# different number of molts



## wuwu (Aug 8, 2006)

are orchids the only species where females take 8 molts to reach adulthood, while males only take 6? it seems like in most species, it takes 7 for the males.


----------



## yen_saw (Aug 8, 2006)

John, i could be wrong but i have counted only 7 molt for the female and only 5 for male to reach adulthood. I will count the number of molt on the new generation again. Anyway, most praying mantis have go through 7 molts (female) and 6 molts (male), but B. Mendica needs like 8 molts to reach adulthood.


----------



## wuwu (Aug 8, 2006)

really??? ok, this changes everything. can anyone confirm?


----------



## yen_saw (Aug 8, 2006)

Just had a chnace to look at my data collection log, female actually have 8 molts, the 2nd and 3rd molt happened so soon (12 days!) that my memory failed me. Hopefully i can photograph all the molts this time.


----------



## wuwu (Aug 8, 2006)

what about the males? did you remember that info wrong also? all the sources i've read say they take 6 molts. if they only take 5 molts, that means my males are one molt away from adulthood, yikes!


----------



## jonpat83 (Aug 8, 2006)

I think Theopropus elegans may be the same as orchids, my little male has matured when he is less than half the size of the females who have 3 moults to go!


----------



## yen_saw (Aug 8, 2006)

John, the male go through 6 molts. But it took a shorter time for male subadult to turn into adult compares to the female. All 5 of my female orchid mantis took 20 - 24 days before turning into adult.


----------



## Johnald Chaffinch (Aug 24, 2006)

my male orchid's just turned adult today and my female has just turned sub-adult today. i'm just wondering how long do male orchids live as an adult? am i likely to be able to mate them?


----------



## wuwu (Aug 24, 2006)

i believe they live around 2 months.


----------



## yen_saw (Aug 25, 2006)

You still have time, your adult male will be probably 1.5-2 month old before you could pair him up with the female as you need to wait for a good 3-4 weeks for the female to get ready.
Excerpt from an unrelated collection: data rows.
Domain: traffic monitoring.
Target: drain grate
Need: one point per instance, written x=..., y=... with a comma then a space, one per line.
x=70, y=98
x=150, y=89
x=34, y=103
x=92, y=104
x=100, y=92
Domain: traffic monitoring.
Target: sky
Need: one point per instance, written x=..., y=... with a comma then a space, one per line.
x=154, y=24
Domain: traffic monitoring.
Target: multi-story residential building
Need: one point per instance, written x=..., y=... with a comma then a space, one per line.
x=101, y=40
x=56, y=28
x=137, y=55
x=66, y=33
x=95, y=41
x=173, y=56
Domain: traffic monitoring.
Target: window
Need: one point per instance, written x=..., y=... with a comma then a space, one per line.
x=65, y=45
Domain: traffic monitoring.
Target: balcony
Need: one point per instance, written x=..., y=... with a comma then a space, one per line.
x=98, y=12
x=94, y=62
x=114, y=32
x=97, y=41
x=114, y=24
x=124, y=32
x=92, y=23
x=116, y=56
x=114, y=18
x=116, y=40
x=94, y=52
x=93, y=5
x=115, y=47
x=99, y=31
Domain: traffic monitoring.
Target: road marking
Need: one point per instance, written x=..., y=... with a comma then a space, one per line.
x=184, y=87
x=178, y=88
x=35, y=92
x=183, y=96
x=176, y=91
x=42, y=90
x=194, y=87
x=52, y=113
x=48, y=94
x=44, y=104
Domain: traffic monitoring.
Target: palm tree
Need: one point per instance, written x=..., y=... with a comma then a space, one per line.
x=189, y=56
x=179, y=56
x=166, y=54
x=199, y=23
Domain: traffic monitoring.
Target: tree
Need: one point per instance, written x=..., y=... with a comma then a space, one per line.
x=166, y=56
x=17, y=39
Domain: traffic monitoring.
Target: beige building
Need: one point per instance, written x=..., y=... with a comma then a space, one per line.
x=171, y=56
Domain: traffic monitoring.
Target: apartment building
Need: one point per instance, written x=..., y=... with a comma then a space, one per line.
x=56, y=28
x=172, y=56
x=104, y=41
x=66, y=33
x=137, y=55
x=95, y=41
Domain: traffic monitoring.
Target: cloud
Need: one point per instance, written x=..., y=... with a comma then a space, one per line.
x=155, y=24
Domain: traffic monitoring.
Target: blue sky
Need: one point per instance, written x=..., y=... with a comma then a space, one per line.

I have one male last year live for 4 months (never mated). This year, one of my male molted into adult on 19th April and he just died last week. He mated with 4 different female numerous time. I have heard that an old adult male orchid (over one month) is not good for breeding but i have no problem with it so far. Providing the correct food is more crucial IMO.


----------